Enhancing Representativeness of Eddy Covariance Evapotranspiration With Remote Sensing and In Situ Data: A Case Study in the Brazilian Cerrado

Abstract

The Cerrado sensu stricto, so-called wooded Cerrado, is one of the many phytophysiognomies of the undisturbed Brazilian Cerrado ecoregion holding a biodiversity hotspot towards an extensive area. Thus, such land is under constant land use and cover changes mainly due to the demand for agriculture land, sector with the highest consumption of available freshwater in this ecoregion. This underscores this region's critical economic and environmental relevance. The evapotranspiration (ET) in the Brazilian Cerrado is a major player in the regional hydrological cycle, significantly influencing rainfall distribution in this ecoregion. Nonetheless, acquiring observed measurements of ET measurements using the eddy covariance (EC) technique is still challenging, especially where the flux footprint represents a heterogeneous canopy. Thus, how vegetation and spatiotemporal climate variability affect EC evapotranspiration were assessed in a preserved fragment of wooded Cerrado. Our goals were to (i) improve the water fluxes representativeness by coupling flux footprint with remote sensing products to account for spatiotemporal variability and (ii) assess how seasonal variability of vegetation and climate affect water fluxes in this study's target vegetation. First, we determined which integration approach with enhanced vegetation index (EVI) improved the representativeness of the study's site target vegetation—either a half-hourly flux footprint integration or a fixed-extent radius surrounding the flux tower. We further conducted a random forest analysis to identify the most relevant environmental and meteorological variables influencing the canopy conductance.

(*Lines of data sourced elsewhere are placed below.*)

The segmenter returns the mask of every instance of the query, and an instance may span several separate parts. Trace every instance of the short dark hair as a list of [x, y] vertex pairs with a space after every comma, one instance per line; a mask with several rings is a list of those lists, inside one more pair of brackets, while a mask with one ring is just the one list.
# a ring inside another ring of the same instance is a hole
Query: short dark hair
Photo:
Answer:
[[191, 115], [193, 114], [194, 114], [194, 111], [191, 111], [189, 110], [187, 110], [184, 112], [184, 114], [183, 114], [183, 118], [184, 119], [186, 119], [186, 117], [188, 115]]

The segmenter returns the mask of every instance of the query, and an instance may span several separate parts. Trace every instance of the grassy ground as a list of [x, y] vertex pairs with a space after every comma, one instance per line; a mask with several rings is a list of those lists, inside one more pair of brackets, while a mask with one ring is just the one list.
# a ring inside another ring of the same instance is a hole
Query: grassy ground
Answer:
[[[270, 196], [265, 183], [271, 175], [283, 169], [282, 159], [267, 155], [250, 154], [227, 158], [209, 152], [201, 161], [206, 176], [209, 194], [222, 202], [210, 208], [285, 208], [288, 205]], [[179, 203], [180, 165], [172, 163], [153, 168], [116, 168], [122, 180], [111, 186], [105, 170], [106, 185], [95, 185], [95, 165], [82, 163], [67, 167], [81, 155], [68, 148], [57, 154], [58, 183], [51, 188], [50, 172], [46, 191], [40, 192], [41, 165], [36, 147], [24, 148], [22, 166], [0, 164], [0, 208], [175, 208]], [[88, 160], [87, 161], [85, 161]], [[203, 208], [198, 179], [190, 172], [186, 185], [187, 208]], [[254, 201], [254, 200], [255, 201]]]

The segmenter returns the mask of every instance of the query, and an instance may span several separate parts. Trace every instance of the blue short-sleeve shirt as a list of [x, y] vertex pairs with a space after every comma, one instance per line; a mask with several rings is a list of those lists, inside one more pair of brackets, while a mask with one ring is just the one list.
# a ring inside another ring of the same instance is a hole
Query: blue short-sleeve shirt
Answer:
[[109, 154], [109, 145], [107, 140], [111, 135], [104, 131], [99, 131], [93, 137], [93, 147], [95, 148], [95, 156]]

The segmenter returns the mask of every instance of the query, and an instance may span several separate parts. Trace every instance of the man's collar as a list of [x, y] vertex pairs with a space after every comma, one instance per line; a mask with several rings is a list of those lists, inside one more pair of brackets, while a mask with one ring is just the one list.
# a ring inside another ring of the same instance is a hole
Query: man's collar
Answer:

We noted a significant gain in performance when EVI is integrated with the half-hourly footprint, indicating an improvement in the representativeness between this remote sensing variable and the EC fluxes, evidenced by a better energy balance closure. And we found that the most relevant variables were the vapor pressure deficit and soil water content at a seasonal and annual basis, respectively. Our findings highlight that integrating a vegetation index with flux footprint can enhance spatiotemporal representativeness of the target vegetation, contributing to a better regional understanding of not only the wooded Cerrado but also other complex and heterogeneous land covers in terms of water and energy fluxes.